In elementary school, we learn to speak together and to take turns speaking, as many and as one. The teacher who governs other people’s children with love is Willis’s metonymy for a calling: the vocation is as unscientific and unreasonable as they come, but the pursuit of happiness was always meant to be the pursuit of meaningful labor, the freedom to answer any call. The teacher sees “the green, braided thing […] / inside you” (52) and spends a lifetime emboldening pupils to picture its unfurling. “Alive,” the penultimate poem of the book (followed, necessarily, by the elegant “About the Author”), concludes by imagining America’s most potent symbol as a student waiting to be called on:

See that woman in the harbor, her sandals full of sea-
weed? She knows she’s going under.

She has a question. She’s raising her hand. (180)

Sinking under her symbolic weight and the encroachment of climate change, Lady Liberty becomes a powerful emblem of dissent — a sign and a dare to question, with love and with courage, those who govern, the ungoverned, and the governed, even and especially when we, the people, know we’re losing.


 
1. Elizabeth Willis, Alive: New and Selected Poems (New York: New York Review of Books, 2015), 145.
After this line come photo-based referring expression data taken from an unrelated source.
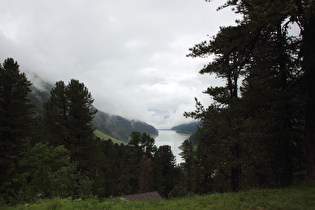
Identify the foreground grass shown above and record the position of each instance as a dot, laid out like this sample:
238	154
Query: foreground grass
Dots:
302	197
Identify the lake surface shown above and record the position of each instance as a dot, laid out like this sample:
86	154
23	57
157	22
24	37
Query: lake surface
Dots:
173	139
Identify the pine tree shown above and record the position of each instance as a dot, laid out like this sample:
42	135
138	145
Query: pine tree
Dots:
15	117
68	118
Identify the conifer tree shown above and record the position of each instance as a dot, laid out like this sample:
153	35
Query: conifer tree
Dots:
68	118
15	117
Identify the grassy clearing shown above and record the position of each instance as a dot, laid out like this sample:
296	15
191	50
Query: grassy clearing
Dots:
300	197
104	136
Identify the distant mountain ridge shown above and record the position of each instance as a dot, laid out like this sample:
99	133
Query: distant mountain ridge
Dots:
112	125
188	128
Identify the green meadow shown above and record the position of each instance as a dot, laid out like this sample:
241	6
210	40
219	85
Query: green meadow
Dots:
298	197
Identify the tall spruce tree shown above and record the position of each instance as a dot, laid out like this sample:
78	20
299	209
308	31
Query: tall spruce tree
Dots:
15	117
262	123
68	118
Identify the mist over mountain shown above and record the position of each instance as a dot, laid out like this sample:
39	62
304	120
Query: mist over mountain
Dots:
112	125
187	128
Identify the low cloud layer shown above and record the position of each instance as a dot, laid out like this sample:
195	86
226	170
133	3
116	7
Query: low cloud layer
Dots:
130	54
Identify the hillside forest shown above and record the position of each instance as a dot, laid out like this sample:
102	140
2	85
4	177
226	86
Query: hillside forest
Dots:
258	132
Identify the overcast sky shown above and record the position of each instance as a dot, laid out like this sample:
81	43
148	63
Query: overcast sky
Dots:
131	54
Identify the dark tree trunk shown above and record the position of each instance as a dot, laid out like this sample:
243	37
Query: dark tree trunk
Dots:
309	69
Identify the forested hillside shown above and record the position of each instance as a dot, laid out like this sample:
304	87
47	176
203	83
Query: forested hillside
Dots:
188	128
54	153
113	125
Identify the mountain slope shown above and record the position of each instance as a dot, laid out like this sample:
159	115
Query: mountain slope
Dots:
112	125
188	128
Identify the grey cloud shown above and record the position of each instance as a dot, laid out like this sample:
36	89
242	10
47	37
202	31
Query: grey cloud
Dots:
131	54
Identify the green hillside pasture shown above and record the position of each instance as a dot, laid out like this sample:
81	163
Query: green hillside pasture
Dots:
104	136
302	197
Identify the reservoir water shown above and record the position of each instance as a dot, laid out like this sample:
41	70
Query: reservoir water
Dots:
173	139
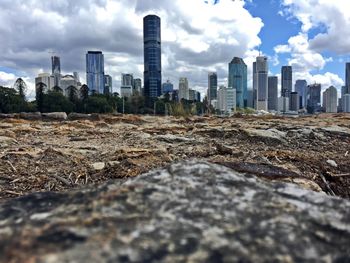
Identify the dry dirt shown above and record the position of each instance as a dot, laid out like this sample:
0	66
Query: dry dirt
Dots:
36	156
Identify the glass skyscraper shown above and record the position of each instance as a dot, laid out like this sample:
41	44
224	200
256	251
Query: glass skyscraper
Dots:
95	72
212	86
56	70
286	81
237	79
152	56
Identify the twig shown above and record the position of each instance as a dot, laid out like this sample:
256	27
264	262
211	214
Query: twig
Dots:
12	192
13	168
61	179
327	184
340	175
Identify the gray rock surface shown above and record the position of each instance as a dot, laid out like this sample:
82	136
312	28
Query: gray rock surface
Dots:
193	211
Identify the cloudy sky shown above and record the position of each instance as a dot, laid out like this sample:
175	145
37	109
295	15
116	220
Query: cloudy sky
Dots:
311	35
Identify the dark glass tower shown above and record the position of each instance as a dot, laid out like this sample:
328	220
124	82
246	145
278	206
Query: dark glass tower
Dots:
152	56
56	70
95	75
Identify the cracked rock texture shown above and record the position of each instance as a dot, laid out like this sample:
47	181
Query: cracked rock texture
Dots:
192	211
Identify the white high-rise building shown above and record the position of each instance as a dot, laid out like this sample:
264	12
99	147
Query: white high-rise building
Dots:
346	102
222	99
330	100
47	79
66	82
183	89
260	83
231	100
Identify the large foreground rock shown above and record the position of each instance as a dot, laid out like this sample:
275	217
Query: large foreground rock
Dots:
192	211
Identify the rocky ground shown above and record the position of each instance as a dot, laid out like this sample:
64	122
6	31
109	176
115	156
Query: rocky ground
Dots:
189	212
37	156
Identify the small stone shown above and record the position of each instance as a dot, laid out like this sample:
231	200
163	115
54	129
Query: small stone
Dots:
332	163
98	166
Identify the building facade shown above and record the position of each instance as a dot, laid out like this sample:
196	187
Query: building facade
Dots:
231	100
212	86
294	101
47	79
95	72
238	79
330	100
183	89
222	99
108	85
301	88
56	70
152	56
167	87
272	104
286	81
314	98
260	82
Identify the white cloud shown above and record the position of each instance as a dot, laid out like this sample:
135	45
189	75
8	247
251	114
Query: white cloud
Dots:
332	16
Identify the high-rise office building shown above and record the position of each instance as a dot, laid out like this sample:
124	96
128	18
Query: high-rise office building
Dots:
237	79
152	56
301	88
95	72
137	86
231	100
314	98
212	86
47	79
330	100
272	103
347	76
294	101
127	86
183	89
167	87
67	82
191	95
260	82
56	70
108	85
286	81
222	99
346	103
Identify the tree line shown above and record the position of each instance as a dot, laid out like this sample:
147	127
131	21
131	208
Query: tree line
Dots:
13	100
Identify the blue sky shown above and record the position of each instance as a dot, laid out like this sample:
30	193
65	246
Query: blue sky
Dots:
311	35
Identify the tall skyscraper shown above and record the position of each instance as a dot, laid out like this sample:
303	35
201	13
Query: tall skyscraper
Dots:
56	70
314	98
212	86
347	76
183	89
127	86
222	99
237	79
330	100
272	103
286	81
294	101
167	87
47	79
137	86
108	85
152	56
301	88
95	72
260	82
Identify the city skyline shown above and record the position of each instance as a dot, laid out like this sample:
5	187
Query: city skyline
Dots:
188	50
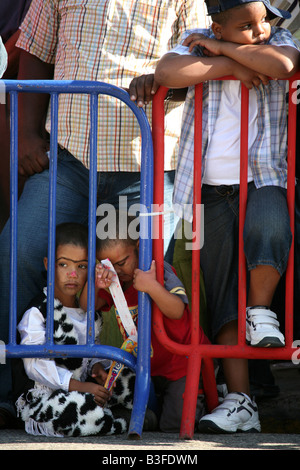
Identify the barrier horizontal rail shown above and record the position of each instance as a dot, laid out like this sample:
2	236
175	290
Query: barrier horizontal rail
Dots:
141	364
195	352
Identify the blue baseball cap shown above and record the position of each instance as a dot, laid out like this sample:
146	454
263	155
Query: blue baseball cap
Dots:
217	6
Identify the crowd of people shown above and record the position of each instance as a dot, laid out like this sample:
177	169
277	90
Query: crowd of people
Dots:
140	46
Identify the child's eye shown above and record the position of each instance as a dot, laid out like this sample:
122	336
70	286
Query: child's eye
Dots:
62	265
82	266
121	263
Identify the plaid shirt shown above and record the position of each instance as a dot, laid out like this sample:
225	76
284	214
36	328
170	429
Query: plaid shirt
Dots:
111	41
267	155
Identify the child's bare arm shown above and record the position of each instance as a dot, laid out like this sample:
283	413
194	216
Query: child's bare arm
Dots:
169	304
179	71
279	62
102	280
101	394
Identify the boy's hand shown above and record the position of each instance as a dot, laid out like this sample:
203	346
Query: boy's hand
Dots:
103	276
101	394
99	373
142	89
249	77
143	280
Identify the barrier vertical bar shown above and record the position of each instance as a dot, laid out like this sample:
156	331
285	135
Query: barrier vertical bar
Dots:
92	218
52	216
242	289
13	215
195	359
289	287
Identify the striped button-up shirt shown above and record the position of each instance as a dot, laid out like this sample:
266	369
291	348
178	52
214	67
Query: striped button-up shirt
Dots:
267	155
111	41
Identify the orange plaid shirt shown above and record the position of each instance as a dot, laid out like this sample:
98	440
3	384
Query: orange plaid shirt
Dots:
111	41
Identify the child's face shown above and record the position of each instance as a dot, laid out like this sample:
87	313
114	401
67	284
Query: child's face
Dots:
70	272
123	257
247	25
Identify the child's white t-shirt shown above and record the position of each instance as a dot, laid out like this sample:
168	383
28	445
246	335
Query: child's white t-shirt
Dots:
223	154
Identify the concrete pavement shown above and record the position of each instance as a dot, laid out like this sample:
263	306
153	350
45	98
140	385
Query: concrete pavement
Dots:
280	420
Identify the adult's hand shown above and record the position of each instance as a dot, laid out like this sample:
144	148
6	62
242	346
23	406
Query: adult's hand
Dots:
142	89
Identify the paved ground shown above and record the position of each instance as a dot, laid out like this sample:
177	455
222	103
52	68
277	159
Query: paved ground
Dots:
280	419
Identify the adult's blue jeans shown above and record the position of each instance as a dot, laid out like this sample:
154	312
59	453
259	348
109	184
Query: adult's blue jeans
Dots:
267	241
71	206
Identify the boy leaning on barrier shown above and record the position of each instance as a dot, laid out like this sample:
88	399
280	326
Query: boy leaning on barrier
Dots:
242	43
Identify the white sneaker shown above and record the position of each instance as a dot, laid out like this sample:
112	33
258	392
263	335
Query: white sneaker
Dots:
236	413
262	328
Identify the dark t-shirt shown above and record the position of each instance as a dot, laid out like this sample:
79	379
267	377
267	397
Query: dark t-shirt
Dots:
12	13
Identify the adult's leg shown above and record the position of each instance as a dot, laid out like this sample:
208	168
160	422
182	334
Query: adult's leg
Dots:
122	191
71	203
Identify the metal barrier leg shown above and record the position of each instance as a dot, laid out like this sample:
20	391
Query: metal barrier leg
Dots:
190	398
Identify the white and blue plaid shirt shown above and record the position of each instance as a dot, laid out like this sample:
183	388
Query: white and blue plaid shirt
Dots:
267	155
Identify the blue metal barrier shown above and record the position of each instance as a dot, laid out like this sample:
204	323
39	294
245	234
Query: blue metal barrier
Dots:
141	364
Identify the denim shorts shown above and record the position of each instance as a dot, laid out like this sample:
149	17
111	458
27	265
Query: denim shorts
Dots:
267	241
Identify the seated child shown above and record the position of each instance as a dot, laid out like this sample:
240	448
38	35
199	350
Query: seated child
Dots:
168	370
242	43
59	401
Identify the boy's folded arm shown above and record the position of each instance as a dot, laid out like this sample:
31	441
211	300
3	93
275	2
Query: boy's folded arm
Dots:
178	71
280	62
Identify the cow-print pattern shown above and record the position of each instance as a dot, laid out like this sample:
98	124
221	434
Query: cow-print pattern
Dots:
61	413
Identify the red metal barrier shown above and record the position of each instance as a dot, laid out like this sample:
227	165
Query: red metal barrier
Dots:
200	356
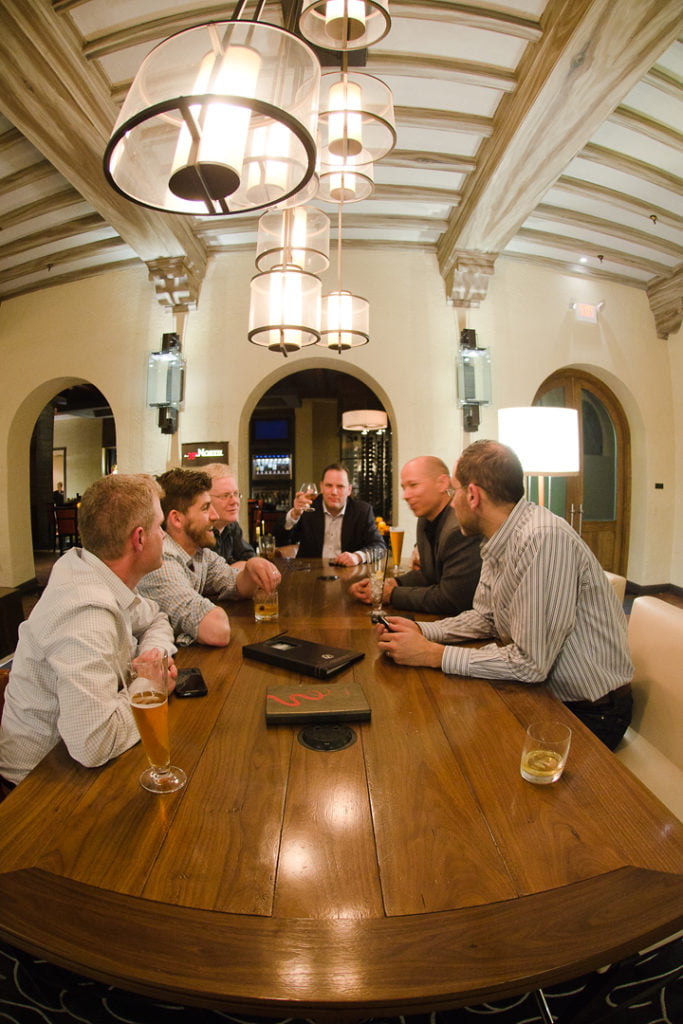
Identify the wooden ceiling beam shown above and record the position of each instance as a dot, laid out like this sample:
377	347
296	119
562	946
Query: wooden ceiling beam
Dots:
612	228
620	200
591	54
39	49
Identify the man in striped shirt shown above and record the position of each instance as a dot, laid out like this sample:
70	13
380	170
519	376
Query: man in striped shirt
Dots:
543	598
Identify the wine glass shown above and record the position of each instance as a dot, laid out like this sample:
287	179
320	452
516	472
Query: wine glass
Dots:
309	489
146	687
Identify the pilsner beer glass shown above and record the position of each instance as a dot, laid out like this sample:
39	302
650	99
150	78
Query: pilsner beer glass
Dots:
146	686
309	489
396	538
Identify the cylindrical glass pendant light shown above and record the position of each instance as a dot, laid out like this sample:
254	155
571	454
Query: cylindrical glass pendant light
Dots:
298	237
340	181
344	25
285	310
345	321
356	120
220	119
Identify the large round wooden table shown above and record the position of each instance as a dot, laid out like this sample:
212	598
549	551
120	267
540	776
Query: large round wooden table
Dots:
413	870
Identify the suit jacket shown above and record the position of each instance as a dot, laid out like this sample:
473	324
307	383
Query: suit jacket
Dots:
449	573
230	544
358	529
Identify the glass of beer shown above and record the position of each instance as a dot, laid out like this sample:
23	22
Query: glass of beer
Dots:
146	686
396	538
265	605
267	547
545	752
309	489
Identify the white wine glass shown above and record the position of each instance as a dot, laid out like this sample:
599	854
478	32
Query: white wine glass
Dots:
146	688
309	489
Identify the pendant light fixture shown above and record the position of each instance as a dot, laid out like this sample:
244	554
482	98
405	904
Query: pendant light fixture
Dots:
340	181
345	317
356	120
344	25
285	309
365	420
298	237
220	119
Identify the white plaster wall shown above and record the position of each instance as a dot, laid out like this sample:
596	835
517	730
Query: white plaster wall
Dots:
101	330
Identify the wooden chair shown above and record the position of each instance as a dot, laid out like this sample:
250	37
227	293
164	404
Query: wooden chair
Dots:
637	979
67	522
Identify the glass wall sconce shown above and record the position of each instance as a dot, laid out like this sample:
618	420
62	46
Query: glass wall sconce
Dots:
166	382
474	388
2. Herman Melville, Moby-Dick, 2nd ed., ed. Hershel Parker and Harrison Hayford (New York: W. W. Norton & Company, 2002), 21.

3. Elizabeth Willis, “Bright Ellipses: The Botanic Garden, Meteoric Flowers, and Leaves of Grass,” in Active Romanticism, ed. Julie Carr and Jeffrey C. Robinson (Tuscaloosa: University of Alabama Press, 2015), 30.

4. Ibid, 29.

5. Henry David Thoreau, Walden and Civil Disobedience (New York: New American Library, 1980), 72­–73).

6. Susan Howe, My Emily Dickinson (Berkeley: North Atlantic Books, 1985), 97.